Others believe the stock exchanges are more than ready.

“I think they’re definitely up to the threat,” said Ron Plesco, CEO of the non-profit National Cyber Forensics and Training Alliance, which helps law enforcement prosecute cyber criminals.

The Weakest Link

While a successful attack on one of the U.S. exchanges may be difficult to pull off, some are worried cyber criminals will infiltrate the network by finding a chink in the armor of the vast financial ecosystem, which includes a slew of lesser-known organizations that provide support functions.

“When you think about the different cogs in the system, they do just have to find the weakest link,” said Schneck.

Herberger said among many others, one likely target is the Depository Trust Clearing Corp., which is a gigantic securities clearinghouse.
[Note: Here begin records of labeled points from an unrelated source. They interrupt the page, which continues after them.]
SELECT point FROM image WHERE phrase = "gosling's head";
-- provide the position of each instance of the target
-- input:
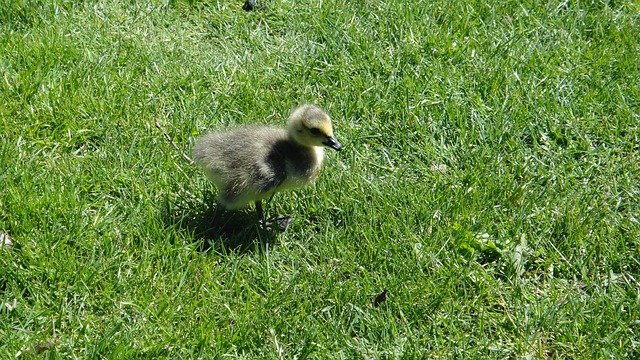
(310, 126)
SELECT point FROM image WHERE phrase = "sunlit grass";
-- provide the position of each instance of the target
(489, 180)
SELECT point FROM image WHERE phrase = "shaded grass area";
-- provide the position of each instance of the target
(489, 180)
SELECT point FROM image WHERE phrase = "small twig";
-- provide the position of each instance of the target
(170, 140)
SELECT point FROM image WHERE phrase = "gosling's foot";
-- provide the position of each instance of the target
(281, 223)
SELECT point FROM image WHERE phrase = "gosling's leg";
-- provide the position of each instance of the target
(283, 222)
(260, 214)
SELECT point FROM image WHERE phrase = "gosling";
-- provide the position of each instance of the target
(252, 163)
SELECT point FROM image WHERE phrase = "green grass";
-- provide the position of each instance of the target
(490, 180)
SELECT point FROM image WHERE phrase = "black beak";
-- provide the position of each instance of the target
(333, 143)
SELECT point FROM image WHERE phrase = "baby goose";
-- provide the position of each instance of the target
(251, 163)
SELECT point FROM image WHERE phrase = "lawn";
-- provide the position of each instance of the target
(490, 180)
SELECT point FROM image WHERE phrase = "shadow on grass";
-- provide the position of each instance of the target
(237, 231)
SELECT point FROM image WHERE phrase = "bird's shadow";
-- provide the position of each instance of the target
(235, 231)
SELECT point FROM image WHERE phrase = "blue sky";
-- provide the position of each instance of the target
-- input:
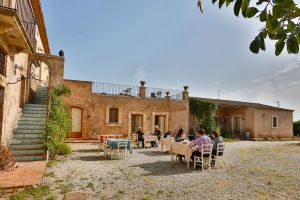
(170, 44)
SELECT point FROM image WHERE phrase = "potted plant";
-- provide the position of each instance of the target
(142, 83)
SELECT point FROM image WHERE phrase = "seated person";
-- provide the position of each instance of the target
(168, 134)
(217, 139)
(140, 137)
(180, 136)
(158, 134)
(192, 134)
(198, 142)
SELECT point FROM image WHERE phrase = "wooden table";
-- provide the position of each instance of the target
(181, 148)
(166, 143)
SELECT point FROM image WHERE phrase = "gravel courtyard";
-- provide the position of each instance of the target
(254, 170)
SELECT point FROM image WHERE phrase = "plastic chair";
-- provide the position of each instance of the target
(206, 150)
(219, 157)
(122, 149)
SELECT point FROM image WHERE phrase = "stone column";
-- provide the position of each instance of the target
(142, 89)
(185, 93)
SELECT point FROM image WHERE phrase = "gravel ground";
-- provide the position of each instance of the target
(254, 170)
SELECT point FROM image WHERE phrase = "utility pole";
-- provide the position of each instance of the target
(278, 103)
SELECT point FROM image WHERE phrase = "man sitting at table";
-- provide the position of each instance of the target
(156, 133)
(140, 135)
(198, 142)
(168, 134)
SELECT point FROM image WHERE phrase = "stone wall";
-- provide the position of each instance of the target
(95, 109)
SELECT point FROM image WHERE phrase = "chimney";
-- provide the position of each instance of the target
(142, 89)
(185, 93)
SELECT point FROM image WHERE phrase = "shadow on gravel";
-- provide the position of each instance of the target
(91, 158)
(86, 150)
(155, 153)
(164, 168)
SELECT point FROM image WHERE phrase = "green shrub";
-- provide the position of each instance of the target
(63, 149)
(296, 128)
(7, 161)
(59, 122)
(205, 112)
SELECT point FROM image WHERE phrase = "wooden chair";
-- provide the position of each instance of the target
(206, 150)
(122, 149)
(107, 150)
(219, 157)
(134, 140)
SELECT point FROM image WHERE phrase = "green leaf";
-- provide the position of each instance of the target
(291, 26)
(279, 47)
(272, 24)
(221, 2)
(263, 16)
(292, 45)
(255, 45)
(237, 7)
(228, 2)
(251, 12)
(262, 43)
(279, 11)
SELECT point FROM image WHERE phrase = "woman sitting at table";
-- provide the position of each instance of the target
(180, 136)
(140, 135)
(157, 133)
(168, 134)
(217, 139)
(198, 142)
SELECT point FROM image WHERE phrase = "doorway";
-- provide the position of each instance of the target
(76, 123)
(160, 122)
(237, 124)
(136, 122)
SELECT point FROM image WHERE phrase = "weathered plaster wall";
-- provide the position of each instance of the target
(263, 123)
(95, 110)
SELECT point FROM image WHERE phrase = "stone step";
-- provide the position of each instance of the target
(34, 115)
(33, 118)
(24, 122)
(27, 146)
(30, 158)
(28, 135)
(36, 108)
(29, 105)
(40, 131)
(27, 141)
(31, 126)
(28, 152)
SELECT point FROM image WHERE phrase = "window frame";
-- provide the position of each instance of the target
(277, 121)
(2, 50)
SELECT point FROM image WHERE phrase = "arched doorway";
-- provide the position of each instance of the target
(76, 123)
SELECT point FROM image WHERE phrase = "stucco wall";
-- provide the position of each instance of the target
(95, 110)
(263, 123)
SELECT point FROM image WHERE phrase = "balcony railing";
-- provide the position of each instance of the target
(26, 15)
(130, 90)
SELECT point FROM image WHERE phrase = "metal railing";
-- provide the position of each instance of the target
(26, 15)
(130, 90)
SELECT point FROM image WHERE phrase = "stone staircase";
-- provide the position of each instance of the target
(29, 135)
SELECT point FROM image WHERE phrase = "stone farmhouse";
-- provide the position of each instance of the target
(28, 69)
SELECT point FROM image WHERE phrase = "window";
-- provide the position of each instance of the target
(274, 122)
(113, 115)
(2, 61)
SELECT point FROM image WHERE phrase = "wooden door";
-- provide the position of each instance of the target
(76, 123)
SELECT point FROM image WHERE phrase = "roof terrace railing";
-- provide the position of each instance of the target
(130, 90)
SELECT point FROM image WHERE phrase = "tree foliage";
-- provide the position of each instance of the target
(280, 19)
(60, 121)
(205, 112)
The DTCC settled more than $1.66 quadrillion in securities transactions in 2010, including $217.5 trillion worth of equity, bond and ETF transactions.

“DTCC places the utmost priority in protecting our systems as well as our data and that of our customers,” a DTCC spokesperson said in a statement. “We have in place rigorous and robust security procedures to identify and prevent potential threats to our organization and we work closely with our members, regulators and the industry to help preserve the safety and integrity of the capital market’s infrastructure and operation as a whole.”

Confidence at Stake

Security experts differed on whether or not a single infiltration into a weaker link would be enough to bring down the whole network.

Schneck said she believes the financial system is too compartmentalized for that to happen.

“You can’t take them all out with just one button,” said Schneck. “It would be difficult to take down an exchange because an exchange really encompasses several different components that are highly protected due in large part to Herculean efforts by the financial sector.”

The stakes are clearly very high. A successful disruption in the markets caused by a cyber attack would be likely to severely hurt investor psyche and could trickle down to the broader economy.

Many investors appeared to lose confidence in the system in the aftermath of the May 2010 Flash Crash, the mysterious meltdown that caused the Dow to plummet 1,000 points in just minutes before quickly recovering.

“We all need to be increasingly vigilant because the adversary has to be right only once and we have to be always right,” said Schneck.